Congressional action is long overdue. Over the last three decades, the U.S. prison population has more than quadrupled, growing from about 500,000 to 2.3 million today. That growth is largely due to the incarceration of hundreds of thousands of African Americans and Latinos, many for nonviolent drug offences.
The original intent of the law, convicting drug kingpins, has been perverted. The law removes judges’ discretion to consider a defendant’s role, addiction or mitigating circumstances. What’s more, there are no alternatives to incarceration for first-time offenders such as drug treatment. Under the law, the only way someone can receive a reduced sentence is by providing information that would assist the government in prosecuting others, which puts low-level offenders at a disadvantage, because few of them are able to provide facts and name names. By contrast, that is something the high-level dealers can do, so very few of them go to prison. The overwhelming majority of those locked up are nonviolent offenders -- street dealers, drug mules, addicts and women whose boyfriends or partners convince or coerce them into participating in the drug trade. We have needlessly lost millions of citizens to our prison system, with lives ruined long after the debt to society has been paid.
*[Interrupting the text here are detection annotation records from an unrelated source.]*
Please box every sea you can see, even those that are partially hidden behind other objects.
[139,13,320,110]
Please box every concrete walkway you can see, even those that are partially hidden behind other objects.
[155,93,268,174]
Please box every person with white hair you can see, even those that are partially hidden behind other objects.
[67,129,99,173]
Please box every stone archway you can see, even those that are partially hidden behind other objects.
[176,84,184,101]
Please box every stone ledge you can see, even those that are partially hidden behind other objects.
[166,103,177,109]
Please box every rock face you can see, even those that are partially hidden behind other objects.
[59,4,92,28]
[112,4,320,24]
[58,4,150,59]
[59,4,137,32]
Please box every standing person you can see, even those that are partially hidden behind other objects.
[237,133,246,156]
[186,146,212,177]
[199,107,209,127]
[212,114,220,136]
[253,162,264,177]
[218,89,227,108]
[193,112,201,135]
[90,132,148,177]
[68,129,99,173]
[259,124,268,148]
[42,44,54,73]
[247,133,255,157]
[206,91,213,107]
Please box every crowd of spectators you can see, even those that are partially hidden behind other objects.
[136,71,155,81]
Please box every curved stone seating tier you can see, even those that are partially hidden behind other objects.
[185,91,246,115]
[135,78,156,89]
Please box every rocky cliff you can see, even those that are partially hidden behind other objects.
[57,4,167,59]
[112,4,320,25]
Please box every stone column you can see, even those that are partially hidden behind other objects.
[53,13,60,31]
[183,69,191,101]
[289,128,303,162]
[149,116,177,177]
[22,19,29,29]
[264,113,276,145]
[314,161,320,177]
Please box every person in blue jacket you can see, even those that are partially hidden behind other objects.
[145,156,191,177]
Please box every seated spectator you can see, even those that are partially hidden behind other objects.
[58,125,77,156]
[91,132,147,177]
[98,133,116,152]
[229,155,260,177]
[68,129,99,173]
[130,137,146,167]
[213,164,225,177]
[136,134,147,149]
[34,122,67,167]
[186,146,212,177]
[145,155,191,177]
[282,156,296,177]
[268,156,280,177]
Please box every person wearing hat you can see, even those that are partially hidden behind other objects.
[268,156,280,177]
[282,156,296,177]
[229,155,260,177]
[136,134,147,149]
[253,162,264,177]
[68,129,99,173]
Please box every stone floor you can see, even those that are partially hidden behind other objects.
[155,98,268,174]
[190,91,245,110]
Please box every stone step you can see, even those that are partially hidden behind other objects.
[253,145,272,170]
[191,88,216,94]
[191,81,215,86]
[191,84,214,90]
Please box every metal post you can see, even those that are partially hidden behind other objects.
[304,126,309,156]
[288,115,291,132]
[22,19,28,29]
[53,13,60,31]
The disparity in federal drug laws is beyond discriminatory: it is also wasteful. The annual price tag to incarcerate America’s prison population is $70 billion. By filling prisons with our young African Americans, Latinos and others, the criminal justice system is robbing our communities of their futures. Meanwhile, prisons are diverting resources from education and essential social services. We’d be much better off -- and save money, too -- if we sent many offenders to drug rehabilitation facilities instead of prison.
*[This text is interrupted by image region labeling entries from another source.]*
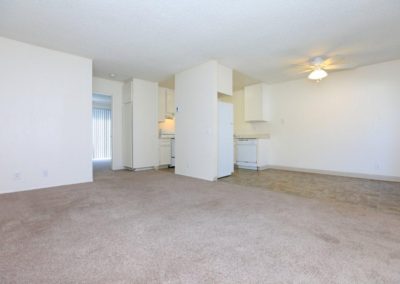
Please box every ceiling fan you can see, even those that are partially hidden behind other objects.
[298,56,354,82]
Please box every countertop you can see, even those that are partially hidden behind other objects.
[233,133,270,139]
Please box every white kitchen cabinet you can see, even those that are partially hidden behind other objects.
[158,87,167,122]
[244,84,271,122]
[122,79,158,170]
[159,138,171,166]
[166,89,175,115]
[235,138,269,170]
[158,87,175,122]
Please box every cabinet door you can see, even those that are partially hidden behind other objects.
[158,88,167,122]
[244,84,264,121]
[159,139,171,166]
[236,141,257,163]
[167,89,175,115]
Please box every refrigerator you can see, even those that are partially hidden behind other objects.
[218,101,234,178]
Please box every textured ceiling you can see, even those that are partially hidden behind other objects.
[0,0,400,83]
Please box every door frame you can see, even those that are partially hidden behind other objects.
[92,91,115,170]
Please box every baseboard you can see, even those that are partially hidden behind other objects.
[267,165,400,182]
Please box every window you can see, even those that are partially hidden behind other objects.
[92,108,111,160]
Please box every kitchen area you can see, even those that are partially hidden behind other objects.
[158,77,271,175]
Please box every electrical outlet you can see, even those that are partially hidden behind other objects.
[14,172,21,180]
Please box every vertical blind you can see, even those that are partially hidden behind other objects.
[92,108,111,160]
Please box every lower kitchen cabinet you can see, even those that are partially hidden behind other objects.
[235,138,269,170]
[159,138,171,166]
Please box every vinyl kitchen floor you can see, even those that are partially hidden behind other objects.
[219,169,400,215]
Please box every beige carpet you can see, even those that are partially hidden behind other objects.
[0,171,400,283]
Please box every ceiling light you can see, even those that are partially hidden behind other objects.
[308,67,328,81]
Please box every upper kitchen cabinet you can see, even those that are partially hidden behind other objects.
[158,87,175,122]
[218,64,233,96]
[244,84,271,122]
[166,89,175,115]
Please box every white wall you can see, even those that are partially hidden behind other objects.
[0,38,92,193]
[93,77,123,170]
[175,61,218,180]
[158,118,175,132]
[269,60,400,177]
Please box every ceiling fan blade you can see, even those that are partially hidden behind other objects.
[324,64,357,71]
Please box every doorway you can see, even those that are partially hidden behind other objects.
[92,94,112,174]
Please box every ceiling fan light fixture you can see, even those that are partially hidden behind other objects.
[308,68,328,81]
Finally, our current approach to drug enforcement doesn’t make us safer. In 2008, 735,000 ex-offenders were released from prison. Many of them were more damaged and disadvantaged than when they were first locked up. But few communities have the resources to reintegrate them.
It’s time to ditch this policy based on fear and haste. There are smarter and safer ways to address fight drug problems, and one good first step is for Congress to pass fair sentencing legislation.